И все-таки это были скорее пышные комплименты, чем правовые определения в строгом смысле. Тот же Вальсамон, разбирая два закона императора Алексия Комнина, которые расходились с предписаниями канонов, приходит к выводу, что «каноны имеют больше силы, нежели законы государственные, ибо они, каноны, как обнародованные и утвержденные Святыми Отцами и императорами, имеют такое же значение, как Священное Писание, а законы изложены лишь императорами и поэтому не могут возвыситься над Священным Писанием и канонами» (I титул, 3 глава «Номоканона в XIV титулах»). Наконец, в 131-й новелле императора Юстиниана недвусмысленно сказано, что теряет силу всякий государственный закон, противоречащий канонам.
Что же касается синодальной системы церковного управления, установленной в России при Петре I, то ее создатель архиепископ Феофан (Прокопович) вдохновлялся откровенно протестантскими теориями государственного права. «Могуществу монарха» он усваивал право устанавливать «всякие обряды гражданские и церковные, перемену обычаев, употребление платья, домов строения, чины и церемонии в пированиях, свадьбах, погребениях и прочая и прочая… Христианские государи, — полагал он, — могут нарещися не только епископами, архиереями, но и епископами епископов» [50].
Составленный им «Духовный регламент», ставший основным церковно-правовым документом для Русской Церкви тех лет, нарушил былое хрупкое равновесие между церковной и светской властью, но, как высказывался мудрый святитель Московский Филарет, «Духовную Коллегию, которую у протестанта перенял Петр, Провидение Божие и церковный дух обратили в Святейший Синод» [51], который, добавим, был далеко не то, что задуманная архиепископом Феофаном Коллегия.

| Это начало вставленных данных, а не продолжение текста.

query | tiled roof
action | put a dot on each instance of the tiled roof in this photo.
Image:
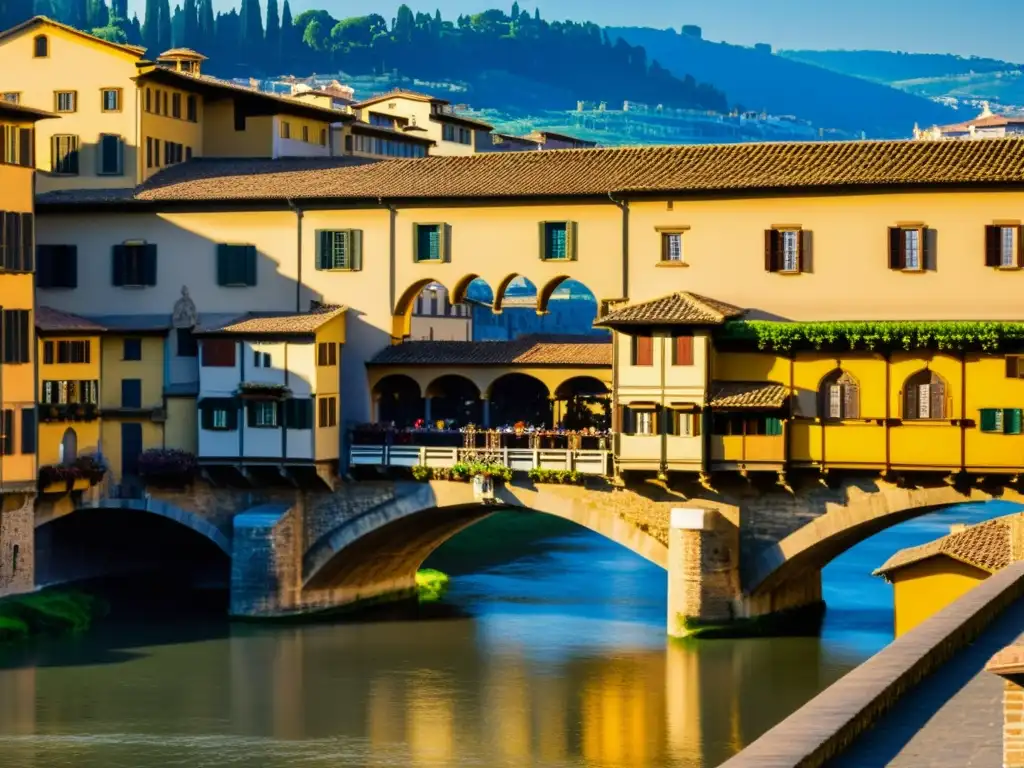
(274, 323)
(984, 546)
(524, 351)
(49, 320)
(680, 308)
(747, 394)
(685, 169)
(397, 93)
(134, 50)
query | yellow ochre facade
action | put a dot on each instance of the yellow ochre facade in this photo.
(700, 381)
(125, 118)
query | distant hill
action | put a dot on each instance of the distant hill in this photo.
(893, 67)
(759, 80)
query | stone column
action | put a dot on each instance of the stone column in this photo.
(702, 578)
(1009, 664)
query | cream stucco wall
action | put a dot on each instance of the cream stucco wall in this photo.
(78, 65)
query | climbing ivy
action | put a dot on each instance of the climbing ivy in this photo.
(876, 336)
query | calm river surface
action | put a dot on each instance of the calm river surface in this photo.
(559, 658)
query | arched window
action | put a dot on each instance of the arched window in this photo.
(839, 396)
(925, 396)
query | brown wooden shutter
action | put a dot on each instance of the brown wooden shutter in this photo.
(771, 250)
(683, 350)
(644, 354)
(992, 233)
(910, 401)
(806, 255)
(938, 403)
(897, 254)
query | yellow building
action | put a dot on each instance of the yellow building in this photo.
(125, 118)
(131, 400)
(419, 114)
(929, 578)
(752, 289)
(68, 349)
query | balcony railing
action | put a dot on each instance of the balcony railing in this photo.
(520, 460)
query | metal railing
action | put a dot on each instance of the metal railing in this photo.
(520, 460)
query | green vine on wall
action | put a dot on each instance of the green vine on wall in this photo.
(878, 336)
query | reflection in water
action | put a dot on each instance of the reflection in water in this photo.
(564, 663)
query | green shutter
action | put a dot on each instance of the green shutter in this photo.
(988, 420)
(355, 249)
(1012, 421)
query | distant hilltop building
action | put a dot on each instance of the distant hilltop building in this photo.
(986, 125)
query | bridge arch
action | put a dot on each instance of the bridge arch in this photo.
(846, 522)
(381, 550)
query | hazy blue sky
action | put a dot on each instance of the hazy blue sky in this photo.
(988, 28)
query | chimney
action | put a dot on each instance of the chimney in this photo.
(1009, 664)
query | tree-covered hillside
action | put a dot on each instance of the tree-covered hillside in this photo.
(893, 67)
(577, 56)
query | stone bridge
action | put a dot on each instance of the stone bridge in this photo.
(740, 551)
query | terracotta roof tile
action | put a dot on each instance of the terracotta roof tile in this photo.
(691, 168)
(985, 546)
(747, 394)
(49, 320)
(680, 308)
(524, 351)
(254, 324)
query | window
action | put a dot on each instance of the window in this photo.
(1005, 421)
(1004, 246)
(430, 243)
(236, 265)
(6, 432)
(911, 248)
(112, 152)
(187, 347)
(643, 350)
(672, 247)
(131, 349)
(29, 430)
(64, 155)
(68, 351)
(682, 349)
(263, 414)
(327, 353)
(135, 265)
(839, 396)
(220, 414)
(110, 99)
(925, 396)
(66, 101)
(328, 416)
(785, 250)
(56, 266)
(131, 393)
(299, 413)
(16, 238)
(557, 240)
(16, 335)
(339, 249)
(218, 353)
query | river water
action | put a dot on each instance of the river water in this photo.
(549, 650)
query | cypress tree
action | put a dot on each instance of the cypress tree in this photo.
(164, 27)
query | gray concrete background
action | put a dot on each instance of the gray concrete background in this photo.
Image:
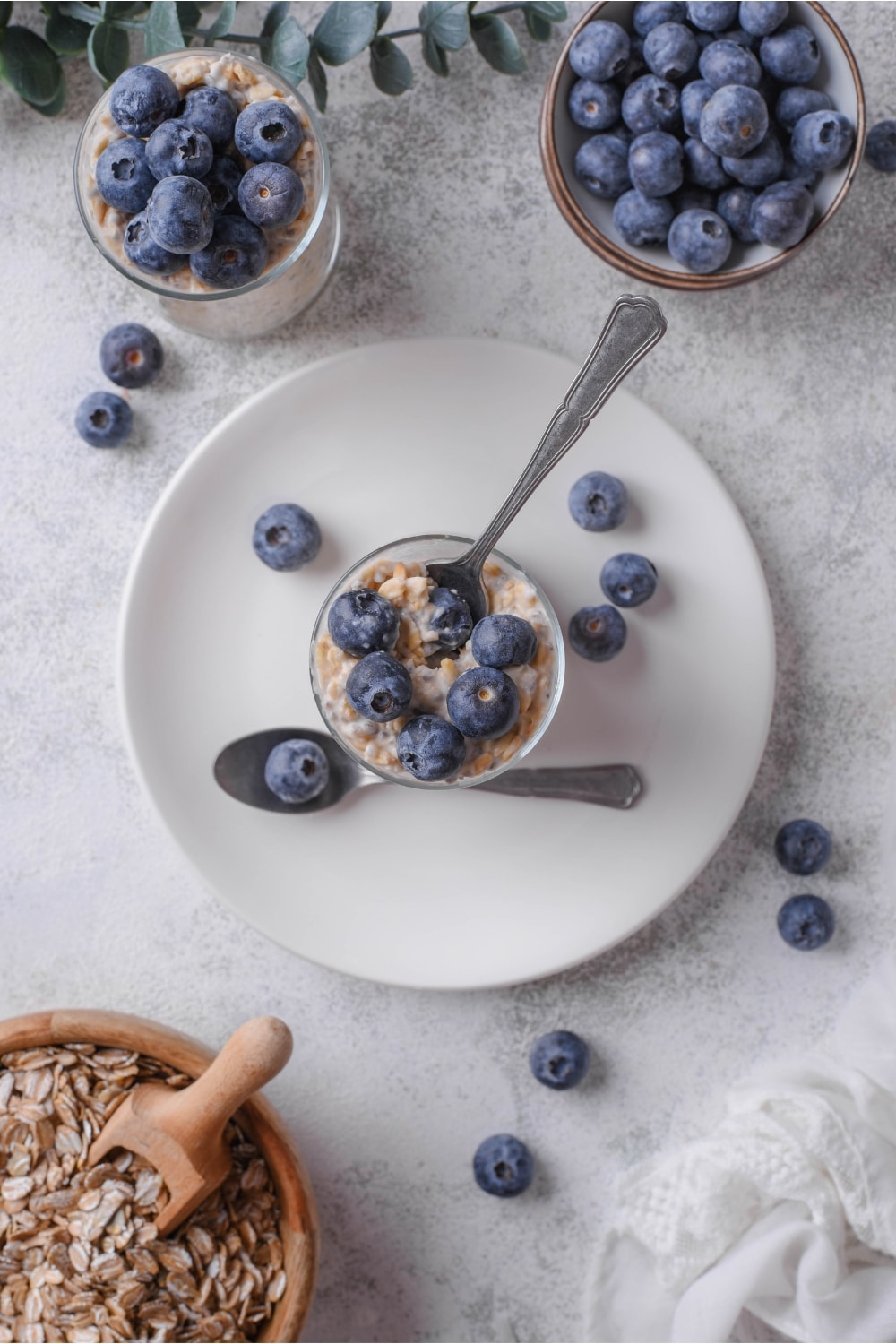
(786, 386)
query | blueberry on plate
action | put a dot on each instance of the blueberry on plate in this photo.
(560, 1059)
(268, 132)
(360, 621)
(287, 537)
(598, 633)
(297, 771)
(430, 747)
(482, 703)
(131, 355)
(806, 922)
(104, 419)
(379, 687)
(503, 1166)
(629, 580)
(802, 847)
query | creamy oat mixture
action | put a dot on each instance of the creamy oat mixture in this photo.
(80, 1255)
(408, 586)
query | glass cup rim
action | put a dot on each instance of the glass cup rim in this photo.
(268, 276)
(559, 669)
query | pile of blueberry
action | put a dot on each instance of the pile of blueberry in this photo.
(707, 125)
(199, 180)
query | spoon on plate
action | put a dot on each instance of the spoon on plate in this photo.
(239, 771)
(634, 325)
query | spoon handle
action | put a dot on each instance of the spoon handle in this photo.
(633, 327)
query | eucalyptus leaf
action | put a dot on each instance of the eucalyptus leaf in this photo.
(30, 66)
(390, 67)
(344, 31)
(495, 40)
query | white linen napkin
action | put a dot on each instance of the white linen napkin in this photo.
(782, 1222)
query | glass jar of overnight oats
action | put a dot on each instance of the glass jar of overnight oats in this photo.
(301, 254)
(398, 573)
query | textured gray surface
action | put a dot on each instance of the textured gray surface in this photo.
(785, 386)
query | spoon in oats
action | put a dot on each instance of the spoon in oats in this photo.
(182, 1132)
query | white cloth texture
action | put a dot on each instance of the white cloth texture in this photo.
(782, 1222)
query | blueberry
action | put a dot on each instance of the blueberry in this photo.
(627, 580)
(287, 537)
(602, 166)
(271, 195)
(650, 104)
(503, 1166)
(595, 107)
(430, 747)
(780, 214)
(823, 140)
(642, 220)
(880, 147)
(236, 254)
(598, 502)
(598, 633)
(802, 847)
(599, 51)
(144, 252)
(104, 419)
(362, 621)
(560, 1059)
(670, 50)
(806, 922)
(791, 54)
(212, 112)
(734, 121)
(379, 687)
(123, 175)
(450, 623)
(142, 99)
(656, 163)
(482, 703)
(131, 355)
(297, 771)
(503, 642)
(268, 132)
(180, 215)
(699, 239)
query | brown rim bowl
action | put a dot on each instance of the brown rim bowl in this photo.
(298, 1218)
(591, 217)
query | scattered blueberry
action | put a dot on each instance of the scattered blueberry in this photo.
(287, 537)
(379, 687)
(104, 419)
(430, 747)
(482, 703)
(629, 580)
(560, 1059)
(503, 1166)
(131, 355)
(802, 847)
(503, 640)
(362, 621)
(806, 922)
(297, 771)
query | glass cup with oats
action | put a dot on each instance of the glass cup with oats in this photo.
(301, 254)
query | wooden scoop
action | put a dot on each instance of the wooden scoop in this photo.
(182, 1132)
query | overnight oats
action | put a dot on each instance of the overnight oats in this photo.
(418, 694)
(204, 177)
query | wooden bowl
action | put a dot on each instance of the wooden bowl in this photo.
(298, 1217)
(591, 218)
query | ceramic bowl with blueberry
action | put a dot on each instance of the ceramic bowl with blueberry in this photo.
(699, 145)
(413, 688)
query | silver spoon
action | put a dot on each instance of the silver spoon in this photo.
(633, 327)
(239, 771)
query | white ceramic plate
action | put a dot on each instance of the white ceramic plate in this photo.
(465, 889)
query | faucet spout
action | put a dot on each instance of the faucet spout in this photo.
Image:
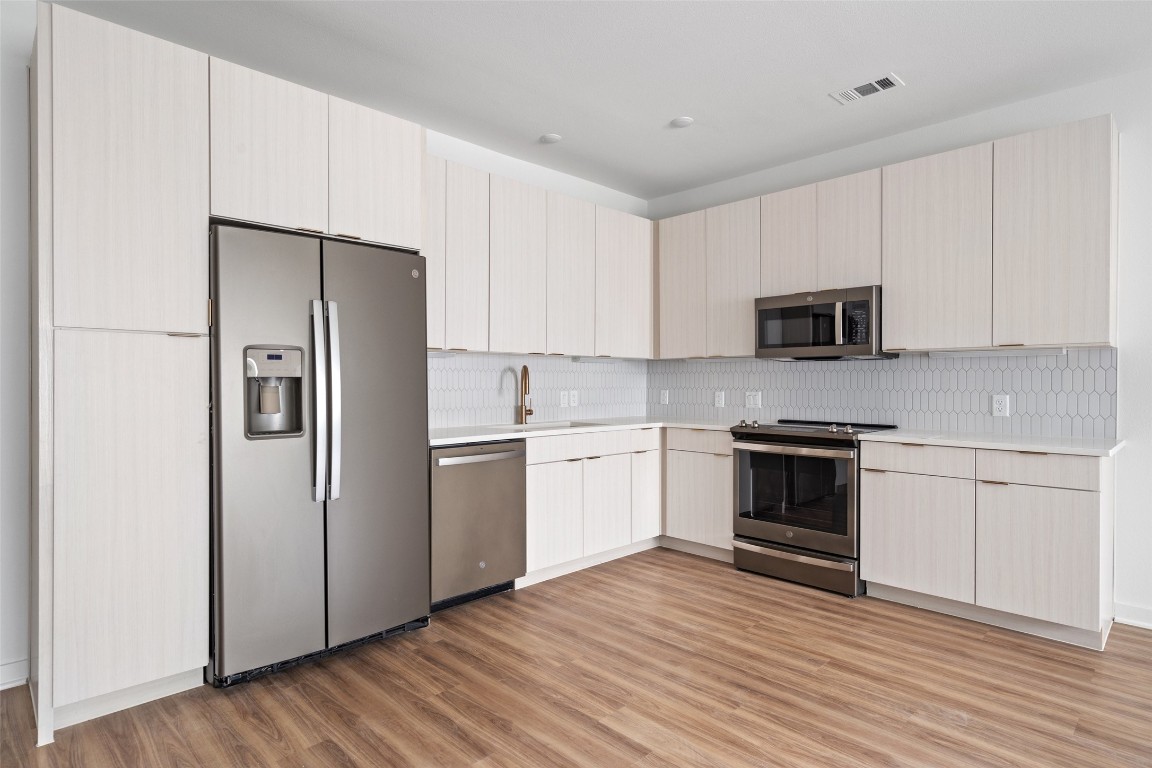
(525, 397)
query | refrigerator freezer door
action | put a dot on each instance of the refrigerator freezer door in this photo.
(267, 531)
(378, 530)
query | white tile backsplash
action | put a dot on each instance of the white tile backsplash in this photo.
(1053, 395)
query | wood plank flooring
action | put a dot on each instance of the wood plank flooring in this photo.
(656, 660)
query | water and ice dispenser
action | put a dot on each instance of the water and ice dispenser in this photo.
(273, 403)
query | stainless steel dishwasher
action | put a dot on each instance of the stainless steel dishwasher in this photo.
(478, 521)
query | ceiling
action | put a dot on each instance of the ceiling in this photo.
(608, 76)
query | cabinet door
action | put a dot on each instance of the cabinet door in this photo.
(607, 502)
(465, 259)
(131, 510)
(571, 275)
(374, 167)
(848, 223)
(517, 320)
(270, 149)
(1038, 553)
(683, 286)
(734, 278)
(130, 199)
(555, 514)
(623, 284)
(1054, 236)
(698, 493)
(938, 251)
(788, 242)
(434, 197)
(918, 532)
(646, 495)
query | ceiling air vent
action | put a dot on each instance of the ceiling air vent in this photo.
(888, 81)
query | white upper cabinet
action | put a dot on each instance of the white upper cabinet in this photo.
(788, 242)
(733, 278)
(374, 166)
(517, 312)
(130, 165)
(1054, 236)
(938, 251)
(623, 284)
(270, 149)
(683, 290)
(434, 196)
(467, 259)
(571, 275)
(848, 214)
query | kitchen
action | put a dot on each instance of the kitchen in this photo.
(470, 388)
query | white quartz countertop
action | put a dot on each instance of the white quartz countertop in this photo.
(1075, 446)
(495, 432)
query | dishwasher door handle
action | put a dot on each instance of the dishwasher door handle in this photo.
(476, 458)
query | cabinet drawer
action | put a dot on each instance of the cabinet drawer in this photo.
(919, 459)
(1051, 470)
(561, 448)
(702, 441)
(646, 439)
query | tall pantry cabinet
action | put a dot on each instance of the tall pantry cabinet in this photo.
(120, 169)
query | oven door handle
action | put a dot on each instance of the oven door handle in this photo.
(794, 450)
(835, 564)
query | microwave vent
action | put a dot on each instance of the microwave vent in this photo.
(850, 94)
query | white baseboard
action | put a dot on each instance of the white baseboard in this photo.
(694, 548)
(574, 565)
(110, 702)
(13, 674)
(1134, 615)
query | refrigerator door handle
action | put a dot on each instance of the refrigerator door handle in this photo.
(320, 401)
(335, 400)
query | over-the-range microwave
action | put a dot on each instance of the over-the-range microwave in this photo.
(827, 325)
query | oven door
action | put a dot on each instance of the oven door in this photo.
(797, 495)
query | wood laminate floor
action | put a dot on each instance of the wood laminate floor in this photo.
(660, 659)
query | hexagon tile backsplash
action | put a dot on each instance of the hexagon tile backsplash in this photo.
(1052, 395)
(1070, 395)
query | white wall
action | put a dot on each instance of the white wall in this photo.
(1129, 99)
(17, 24)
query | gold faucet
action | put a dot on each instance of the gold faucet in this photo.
(524, 396)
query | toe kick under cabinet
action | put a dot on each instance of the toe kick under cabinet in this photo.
(1018, 539)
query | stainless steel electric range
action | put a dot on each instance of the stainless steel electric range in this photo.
(797, 501)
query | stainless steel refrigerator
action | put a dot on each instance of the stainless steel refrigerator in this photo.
(319, 447)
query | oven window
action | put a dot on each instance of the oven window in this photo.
(811, 325)
(800, 492)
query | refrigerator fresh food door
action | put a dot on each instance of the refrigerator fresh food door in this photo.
(267, 530)
(378, 527)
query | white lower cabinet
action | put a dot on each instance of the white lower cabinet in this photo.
(919, 533)
(646, 523)
(555, 514)
(130, 568)
(607, 502)
(699, 497)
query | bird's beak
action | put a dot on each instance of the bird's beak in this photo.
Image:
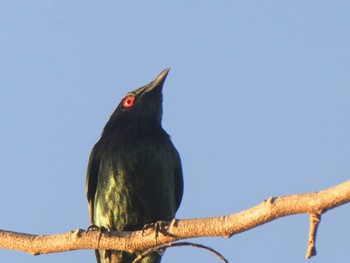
(159, 81)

Священное Писание как источник права
Канон Священных книг
Первоисточником церковного права является Божественная воля. Заповеди Господни составляют основание церковного устройства. Руководствуясь ими, Церковь исполняет в мире свою спасительную миссию. Эти заповеди содержатся в Священном Писании.
В 85 Апостольском правиле, 60 правиле Лаодикийского Собора, 33 (24) правиле Карфагенского Собора и в 39 каноническом послании св. Афанасия, в канонах св. Григория Богослова и Амфилохия Иконийского приведены списки Священных Книг Ветхого и Нового Завета. Эти перечни не вполне совпадают. В 85 Апостольском правиле, кроме канонических ветхозаветных книг, названы и неканонические: 3 книги Маккавеев, книга Иисуса сына Сирахова, а между новозаветными книгами — два послания Климента Римского и 8 книг Апостольских Постановлений, но не упомянут Апокалипсис. Нет упоминания об Апокалипсисе и в 60 правиле Лаодикийского Собора, в стихотворном каталоге Священных книг св. Григория Богослова. Афанасий Великий так говорил об Апокалипсисе: «Откровение же Иоанново ныне причисляют к Священным книгам, а многие называют неподлинным». В перечне канонических ветхозаветных книг у св. Афанасия не упомянуто Есфири, которую он, наряду с Премудростью Соломона, Премудростью Иисуса сына Сирахова, Иудифью и книгой Товита, а также «Пастырем Ермой» и «Учением Апостольским», причисляет к книгам, «назначенным Отцами для чтения нововступающим и желающим огласиться словом благочестия».
В 33 (24) правиле Карфагенского Собора предлагается следующий список канонических библейских книг «Каноническия же писания суть сии: Бытие, Исход, Левит, Числа, Второзаконие, Иисус Навин, Судии, Руфь, Царств четыре книги; Паралипоменон две, Иов, Псалтирь, Соломоновых книг четыре. Пророческих книг дванадесять, Исаия, Иеремия, Иезекииль, Даниил, Товия, Иудифь, Есфирь, Ездры две книги. Новаго Завета: четыре Евангелия, Деяний апостолов одна книга, Посланий Павла четыренадесять, Петра апостола два, Иоанна апостола три, Иакова апостола едина, Иуды апостола едина. Апокалипсис Иоанна книга едина».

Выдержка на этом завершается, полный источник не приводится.